Let $A_n = (−1 + \frac{1}{n}, 2 − \frac{1}{n})$ if $n$ is odd and $[0, n]$ if $n$ is even. Find $\liminf A_n$ and $\limsup A_n$.
This is a question on a past paper for a measure theory module I'm taking and I'm not quite sure if my answer is correct. I have $\limsup A_n = [-1, 2]$ and $\liminf A_n=[0,0]$. I'm not quite sure if either of these are correct as the $[0,n]$ when $n$ is even is throwing me. Since we just have $n$ does that mean that $\limsup A_n$ could be $[-1, ∞ ]$? Any help would be appreciated!
We know that $x \in \limsup_{n\to\infty} A_n$ if and only if $x \in A_n$ for infinitely many $n \in \Bbb{N}$. We claim that $$\limsup_{n\to\infty }A_n = (-1,+\infty).$$
Indeed, let $x \in (-1,+\infty)$. If $x \in [0,+\infty)$ then $x \in A_n$ for every even $n\in\Bbb{N}$ such that $n \ge x$. If $x \in (-1,0)$ then pick $n_0\in\Bbb{N}$ such that $-1+\frac1{n_0} <x$ and hence for every odd $n \ge n_0$ we have $x \in A_n$. We conclude $x \in \limsup_{n\to\infty} A_n$. Conversely, if $x \le -1$, then $x$ is not contained in any $A_n$ and hence $x \notin \limsup_{n\to\infty} A_n$.

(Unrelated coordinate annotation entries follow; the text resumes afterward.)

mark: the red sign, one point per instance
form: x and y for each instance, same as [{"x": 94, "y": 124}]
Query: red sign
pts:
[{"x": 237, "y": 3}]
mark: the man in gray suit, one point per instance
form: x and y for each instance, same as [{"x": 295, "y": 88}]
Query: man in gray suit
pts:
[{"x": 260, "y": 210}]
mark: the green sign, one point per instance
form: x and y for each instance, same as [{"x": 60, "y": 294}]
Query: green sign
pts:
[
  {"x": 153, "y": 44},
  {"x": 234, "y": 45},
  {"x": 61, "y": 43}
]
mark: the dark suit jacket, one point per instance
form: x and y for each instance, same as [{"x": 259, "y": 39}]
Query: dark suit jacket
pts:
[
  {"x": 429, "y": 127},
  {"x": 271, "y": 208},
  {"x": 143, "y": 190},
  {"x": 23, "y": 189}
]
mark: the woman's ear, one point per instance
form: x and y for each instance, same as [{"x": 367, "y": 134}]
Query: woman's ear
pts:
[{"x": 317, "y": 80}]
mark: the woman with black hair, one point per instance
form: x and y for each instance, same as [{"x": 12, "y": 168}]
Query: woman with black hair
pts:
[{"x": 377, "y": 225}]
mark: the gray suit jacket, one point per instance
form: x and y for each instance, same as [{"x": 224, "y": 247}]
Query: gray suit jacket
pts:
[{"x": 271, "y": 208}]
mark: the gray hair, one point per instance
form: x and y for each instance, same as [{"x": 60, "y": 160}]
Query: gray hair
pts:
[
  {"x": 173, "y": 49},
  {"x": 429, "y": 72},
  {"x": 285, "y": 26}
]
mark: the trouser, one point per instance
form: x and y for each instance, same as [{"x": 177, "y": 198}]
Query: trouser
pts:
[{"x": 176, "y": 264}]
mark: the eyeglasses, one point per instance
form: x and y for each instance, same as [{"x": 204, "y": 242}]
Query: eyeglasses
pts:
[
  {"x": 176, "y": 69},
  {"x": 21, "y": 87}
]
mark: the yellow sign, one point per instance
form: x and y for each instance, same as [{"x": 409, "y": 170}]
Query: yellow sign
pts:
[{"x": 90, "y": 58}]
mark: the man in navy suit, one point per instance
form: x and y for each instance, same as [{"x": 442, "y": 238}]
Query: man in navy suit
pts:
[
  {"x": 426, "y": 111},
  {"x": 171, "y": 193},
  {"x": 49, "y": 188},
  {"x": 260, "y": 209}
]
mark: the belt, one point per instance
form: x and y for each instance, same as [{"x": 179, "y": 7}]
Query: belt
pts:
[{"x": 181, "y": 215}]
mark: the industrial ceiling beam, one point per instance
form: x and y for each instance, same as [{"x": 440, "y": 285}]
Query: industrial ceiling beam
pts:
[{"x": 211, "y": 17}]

Similarly, $x \in \liminf_{n\to\infty} A_n$ if and only if $x \in A_n$ for all except finitely many $n \in \Bbb{N}$. We claim that $$\liminf_{n\to\infty }A_n = [0,2).$$
Indeed, let $x \in [0,2)$. Clearly $x \in A_n$ for every even $n \ge 2$. Pick $n_0 \in \Bbb{N}$ such that $x < 2-\frac1{n_0}$. Then for every odd $n \ge n_0$ we have $x \in A_n$. We conclude that for every $n \ge \max\{2,n_0\}$ holds $x \in A_n$ and hence $x \in \liminf_{n\to\infty} A_n$. Conversely, if $x < 0$ then $x\notin A_n$ for every even $n \in \Bbb{N}$, and if $x \ge 2$ then $x\notin A_n$ for every odd $n \in \Bbb{N}$ and thus $x \notin \liminf_{n\to\infty} A_n$.